Tech investors, aware they can’t wait years for new facilities to come online, might rely on fossil fuels as they await these developments. Their immediate reactions are underscored by the prominent voices like Toby Rice, CEO of natural gas producer EQT, urging for urgent short-term solutions tied to natural gas. "Tech is not going to wait 7 to 10 years to get this infrastructure built. That leaves you with natural gas," Rice explained.
This contradiction, with the tech industry's burgeoning energy requirements juxtaposed against their promises of sustainability, raises doubts about the companies’ long-term commitment to clean energy investments.
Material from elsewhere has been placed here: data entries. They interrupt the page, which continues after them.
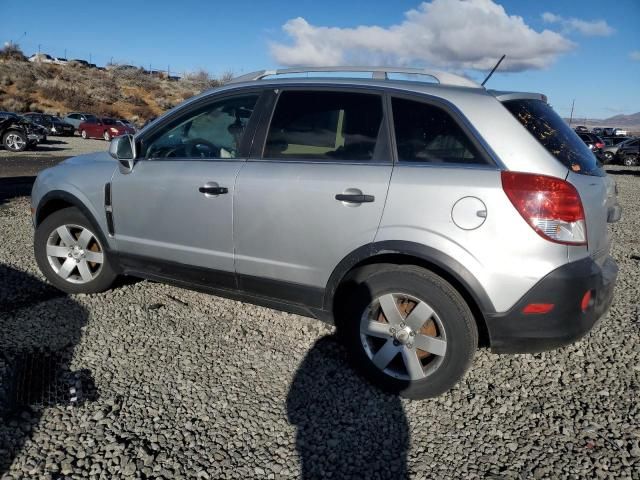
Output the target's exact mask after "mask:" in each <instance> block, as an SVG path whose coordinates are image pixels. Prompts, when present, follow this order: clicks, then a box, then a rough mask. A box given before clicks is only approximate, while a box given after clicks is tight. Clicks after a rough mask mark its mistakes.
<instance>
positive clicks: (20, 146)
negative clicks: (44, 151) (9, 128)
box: [2, 130, 29, 152]
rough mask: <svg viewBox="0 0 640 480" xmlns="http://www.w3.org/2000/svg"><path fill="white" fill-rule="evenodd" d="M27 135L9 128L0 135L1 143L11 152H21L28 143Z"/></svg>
mask: <svg viewBox="0 0 640 480" xmlns="http://www.w3.org/2000/svg"><path fill="white" fill-rule="evenodd" d="M28 143H29V142H28V140H27V136H26V135H25V134H24V133H22V132H19V131H17V130H10V131H8V132H7V133H5V134H4V136H3V137H2V144H3V145H4V148H6V149H7V150H11V151H12V152H22V151H24V150H26V148H27V145H28Z"/></svg>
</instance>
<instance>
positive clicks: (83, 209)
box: [34, 190, 111, 249]
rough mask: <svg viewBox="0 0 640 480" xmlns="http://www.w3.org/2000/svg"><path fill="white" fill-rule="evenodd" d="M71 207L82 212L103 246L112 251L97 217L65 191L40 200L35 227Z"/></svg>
mask: <svg viewBox="0 0 640 480" xmlns="http://www.w3.org/2000/svg"><path fill="white" fill-rule="evenodd" d="M69 207H75V208H77V209H78V210H80V212H81V213H82V214H83V215H84V216H85V218H86V219H87V220H88V221H89V223H90V224H91V226H92V227H93V229H94V231H95V234H96V235H98V236H99V237H100V238H99V239H100V242H101V243H102V245H104V246H105V248H107V249H110V246H111V244H110V242H109V241H108V239H107V238H106V236H105V234H104V232H103V230H102V228H101V227H100V222H98V221H97V219H96V217H95V215H94V214H93V213H92V212H91V210H90V209H89V208H88V207H87V206H86V205H85V204H84V203H83V202H82V201H81V200H80V199H79V198H78V197H76V196H75V195H73V194H72V193H69V192H66V191H64V190H52V191H50V192H48V193H47V194H45V195H44V196H43V197H42V198H41V199H40V201H39V202H38V206H37V207H36V211H35V215H34V226H35V227H37V226H38V225H40V224H41V223H42V222H43V221H44V220H45V218H47V217H49V216H50V215H51V214H53V213H55V212H57V211H59V210H62V209H64V208H69Z"/></svg>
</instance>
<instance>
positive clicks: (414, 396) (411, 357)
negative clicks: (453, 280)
mask: <svg viewBox="0 0 640 480" xmlns="http://www.w3.org/2000/svg"><path fill="white" fill-rule="evenodd" d="M354 281H355V284H356V285H355V287H354V288H353V289H352V290H350V293H349V295H346V296H345V297H344V301H345V302H346V303H347V305H345V308H344V309H342V313H339V314H337V315H336V316H337V321H338V322H339V328H341V329H343V338H344V340H345V342H346V344H347V347H348V349H349V352H350V355H351V359H352V360H353V363H354V366H355V367H356V368H357V369H358V370H359V371H360V372H361V373H362V374H364V376H365V377H367V378H368V379H369V380H371V381H372V382H373V383H375V384H376V385H378V386H380V387H381V388H383V389H384V390H387V391H392V392H397V393H399V394H400V395H402V396H404V397H407V398H414V399H420V398H427V397H434V396H437V395H440V394H442V393H444V392H446V391H447V390H449V389H450V388H451V387H453V386H454V385H455V384H456V383H457V382H458V380H460V379H461V378H462V376H463V375H464V373H465V371H466V370H467V368H468V367H469V365H470V364H471V361H472V359H473V355H474V353H475V350H476V347H477V345H478V331H477V327H476V324H475V320H474V318H473V314H472V313H471V311H470V309H469V307H468V305H467V304H466V302H465V301H464V299H463V298H462V297H461V296H460V294H459V293H458V292H457V291H456V290H455V289H454V288H453V287H452V286H451V285H450V284H449V283H447V282H446V281H445V280H443V279H442V278H441V277H439V276H437V275H435V274H434V273H432V272H430V271H428V270H425V269H422V268H420V267H416V266H406V265H405V266H396V265H389V266H385V267H382V268H377V269H373V270H371V269H370V270H368V272H367V273H365V274H364V275H361V276H357V275H356V277H355V279H352V280H351V282H354Z"/></svg>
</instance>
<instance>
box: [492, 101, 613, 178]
mask: <svg viewBox="0 0 640 480" xmlns="http://www.w3.org/2000/svg"><path fill="white" fill-rule="evenodd" d="M504 106H505V107H507V109H508V110H509V111H510V112H511V113H512V114H513V116H514V117H516V118H517V119H518V121H519V122H520V123H521V124H522V125H523V126H524V127H525V128H526V129H527V130H528V131H529V133H530V134H531V135H533V136H534V138H535V139H536V140H538V142H540V144H542V146H544V148H546V149H547V151H548V152H549V153H551V154H552V155H553V156H554V157H556V158H557V159H558V160H559V161H560V162H562V164H563V165H565V166H566V167H567V168H569V169H571V170H572V171H574V172H580V173H587V174H600V173H601V170H600V168H599V165H598V161H597V160H596V157H595V155H594V154H593V153H591V150H589V147H587V146H586V145H585V143H584V142H583V141H582V140H581V139H580V137H578V135H576V133H575V132H574V131H573V130H571V128H570V127H569V125H567V124H566V122H565V121H564V120H562V118H560V116H559V115H558V114H557V113H556V112H554V111H553V109H552V108H551V107H550V106H549V105H548V104H546V103H545V102H543V101H542V100H528V99H526V100H509V101H506V102H504Z"/></svg>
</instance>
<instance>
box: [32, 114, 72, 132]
mask: <svg viewBox="0 0 640 480" xmlns="http://www.w3.org/2000/svg"><path fill="white" fill-rule="evenodd" d="M24 116H25V117H27V118H28V119H29V120H31V121H32V122H34V123H37V124H38V125H42V126H43V127H45V128H46V129H47V131H48V133H49V135H64V136H67V135H73V133H74V132H75V127H74V126H73V125H71V124H70V123H66V122H63V121H62V119H60V118H58V117H54V116H53V115H46V114H43V113H25V114H24Z"/></svg>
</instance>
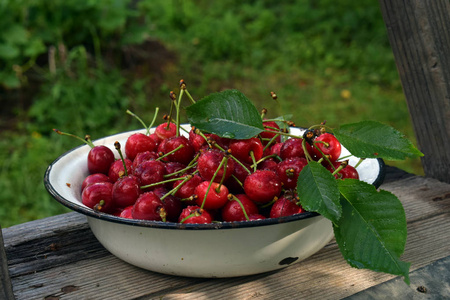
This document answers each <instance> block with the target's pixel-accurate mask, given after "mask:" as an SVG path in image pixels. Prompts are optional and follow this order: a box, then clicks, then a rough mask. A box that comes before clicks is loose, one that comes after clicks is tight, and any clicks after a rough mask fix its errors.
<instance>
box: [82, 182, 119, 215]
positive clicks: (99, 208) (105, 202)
mask: <svg viewBox="0 0 450 300" xmlns="http://www.w3.org/2000/svg"><path fill="white" fill-rule="evenodd" d="M112 188H113V184H112V183H111V182H98V183H93V184H91V185H88V186H87V187H86V188H85V189H84V190H83V192H82V193H81V202H82V203H83V204H84V205H86V206H87V207H89V208H92V209H94V210H96V211H101V212H104V213H112V212H113V211H114V209H115V207H114V204H113V201H112Z"/></svg>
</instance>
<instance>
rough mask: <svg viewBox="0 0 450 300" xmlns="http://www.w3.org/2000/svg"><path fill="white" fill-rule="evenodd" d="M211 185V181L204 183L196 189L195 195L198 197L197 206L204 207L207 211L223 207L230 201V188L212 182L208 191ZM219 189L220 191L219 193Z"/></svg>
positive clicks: (225, 186) (217, 183) (214, 182)
mask: <svg viewBox="0 0 450 300" xmlns="http://www.w3.org/2000/svg"><path fill="white" fill-rule="evenodd" d="M209 185H210V181H203V182H202V183H200V184H199V185H198V186H197V187H196V188H195V194H196V195H197V199H196V202H197V205H199V206H202V205H203V206H202V207H203V208H204V209H207V210H210V209H211V210H212V209H218V208H221V207H223V206H224V205H225V203H227V201H228V194H229V192H228V188H227V187H226V186H224V185H223V184H222V185H220V184H219V183H217V182H212V183H211V187H210V189H209V191H208V186H209ZM219 186H220V188H219ZM218 188H219V190H218V191H217V189H218ZM205 195H206V198H205ZM203 202H204V204H203Z"/></svg>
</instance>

Notably, analysts have projected data centers utilizing energy will expand dramatically over the next few years—expected to account for up to 20% of U.S. power demands by 2030. There remains deep concern about whether this can happen within the paradigms of existing environmental commitments.
Interestingly enough, leaders within the AI revolution remain hopeful. Nvidia CEO Jensen Huang recently expressed optimism, stating, "My hope is what we all see is this is the best use of energy we can have." This hopeful perspective holds significant sway as more tech companies grapple with the balance of their resource needs against pressing global climate expectations.
The intertwining narratives about AI and climate technology come at pivotal moments. The question remains as to how counts on greenhouse gas reduction, energy consumption, and fiscal responsibility will merge moving forward. While there are hurdles, opportunities abound for innovation and collaboration among sectors as necessary funding might slowly return to climate tech amid overall and reassuring growth across other fronts.